What is the advantage of using `binary_cross_entropy_with_logits`

(aka BCE with sigmoid) over the regular `binary_cross_entropy`

? I have a multi-binary classification problem and I’m trying to decide which one to choose.

As you described the only difference is the included sigmoid activation in `nn.BCEWithLogitsLoss`

.

It’s comparable to `nn.CrossEntropyLoss`

and `nn.NLLLoss`

. While the former uses a `nn.LogSoftmax`

activation function internally, you would have to add it in the latter criterion.
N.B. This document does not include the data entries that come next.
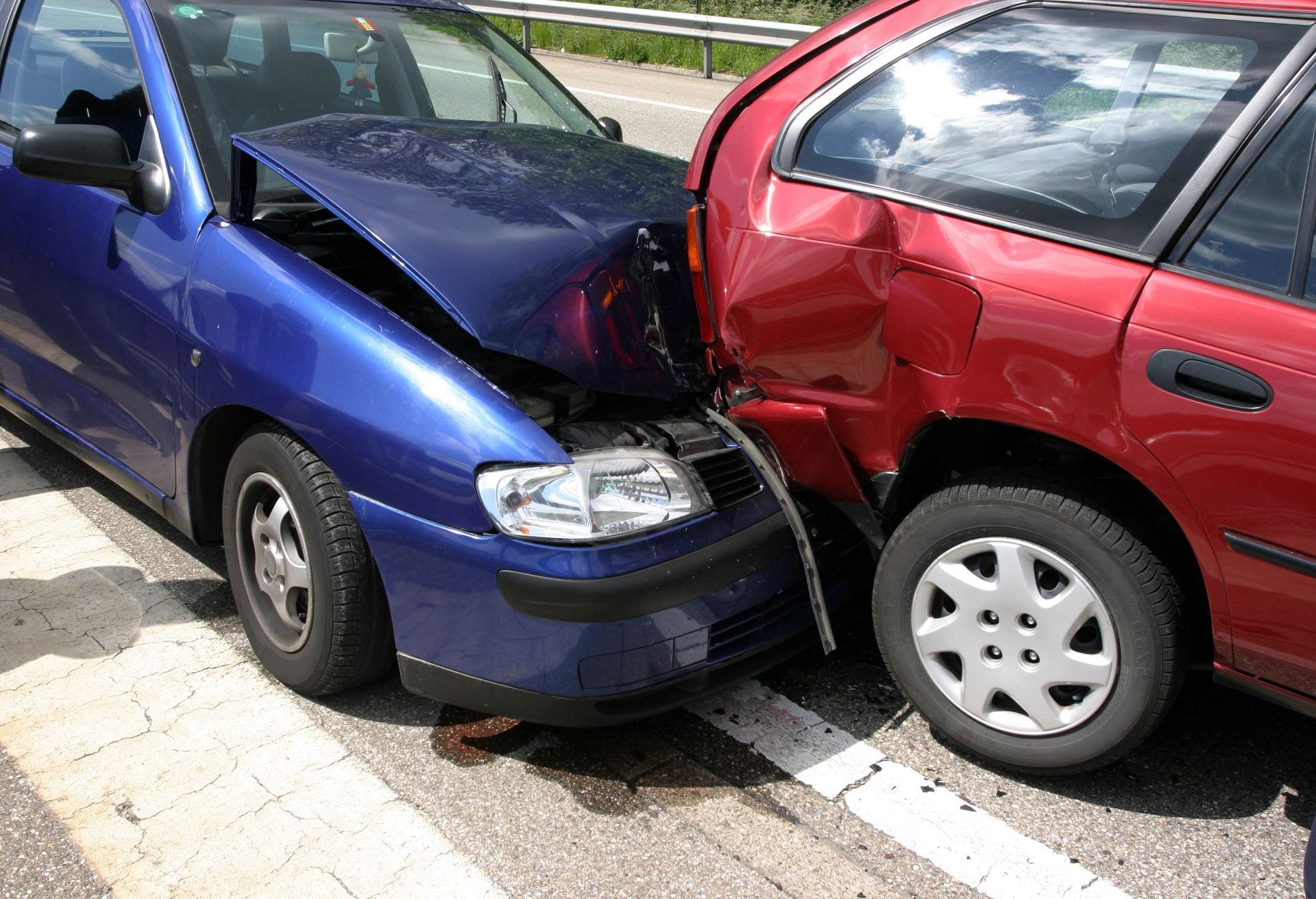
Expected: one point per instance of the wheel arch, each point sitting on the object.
(954, 447)
(212, 445)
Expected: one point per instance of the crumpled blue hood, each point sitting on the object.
(557, 248)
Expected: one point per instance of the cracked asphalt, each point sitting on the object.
(145, 753)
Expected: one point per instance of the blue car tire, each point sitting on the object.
(306, 586)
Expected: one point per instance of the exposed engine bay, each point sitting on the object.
(576, 417)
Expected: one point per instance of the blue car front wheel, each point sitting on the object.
(306, 587)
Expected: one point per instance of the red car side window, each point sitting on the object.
(1075, 121)
(1252, 238)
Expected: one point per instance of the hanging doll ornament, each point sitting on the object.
(361, 86)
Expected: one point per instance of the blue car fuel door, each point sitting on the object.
(88, 283)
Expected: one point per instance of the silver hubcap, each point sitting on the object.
(1015, 636)
(274, 563)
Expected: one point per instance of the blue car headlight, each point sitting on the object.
(600, 495)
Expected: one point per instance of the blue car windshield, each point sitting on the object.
(245, 65)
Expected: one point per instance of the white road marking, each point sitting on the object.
(178, 767)
(966, 843)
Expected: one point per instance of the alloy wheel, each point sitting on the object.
(1015, 636)
(271, 554)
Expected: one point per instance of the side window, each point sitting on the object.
(1087, 123)
(73, 66)
(247, 42)
(1253, 236)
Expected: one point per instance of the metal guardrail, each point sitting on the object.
(648, 21)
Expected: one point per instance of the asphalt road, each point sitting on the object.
(1217, 804)
(659, 111)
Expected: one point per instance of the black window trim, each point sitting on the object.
(15, 7)
(1164, 233)
(1277, 117)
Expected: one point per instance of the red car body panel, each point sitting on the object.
(1253, 478)
(820, 300)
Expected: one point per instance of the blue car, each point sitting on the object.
(360, 291)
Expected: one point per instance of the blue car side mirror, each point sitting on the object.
(93, 156)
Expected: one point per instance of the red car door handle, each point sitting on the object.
(1208, 381)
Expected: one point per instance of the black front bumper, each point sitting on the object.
(655, 589)
(467, 691)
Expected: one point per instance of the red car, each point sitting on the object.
(1029, 290)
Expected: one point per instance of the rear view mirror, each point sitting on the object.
(93, 156)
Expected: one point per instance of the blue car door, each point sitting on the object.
(88, 284)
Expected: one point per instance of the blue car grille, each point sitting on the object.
(728, 476)
(838, 548)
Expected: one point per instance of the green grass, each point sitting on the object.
(662, 50)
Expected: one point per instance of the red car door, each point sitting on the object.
(1219, 383)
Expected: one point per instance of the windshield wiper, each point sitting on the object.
(502, 106)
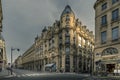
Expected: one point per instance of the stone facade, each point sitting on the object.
(67, 44)
(3, 57)
(107, 35)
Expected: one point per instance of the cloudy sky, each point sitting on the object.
(24, 19)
I understand the differences in the implementation, I don’t understand the theoretical advantages of using BCE with sigmoid vs without sigmoid.

Sorry for not being not clear enough.

The sigmoid activation should be applied in both cases.

While `nn.BCEWithLogitsLoss`

will apply it internally for you, you should add it manually if you are using `nn.BCELoss`

.

@ptrblck Isn’t it the other way around? I thought `BCELoss`

needs to receive the outputs of `Sigmoid`

activation as its input, but the other-one `BCEWithLogitsLoss`

will need the logits as inputs instead of outputs of `Sigmoid`

, since it will apply sigmoid internally.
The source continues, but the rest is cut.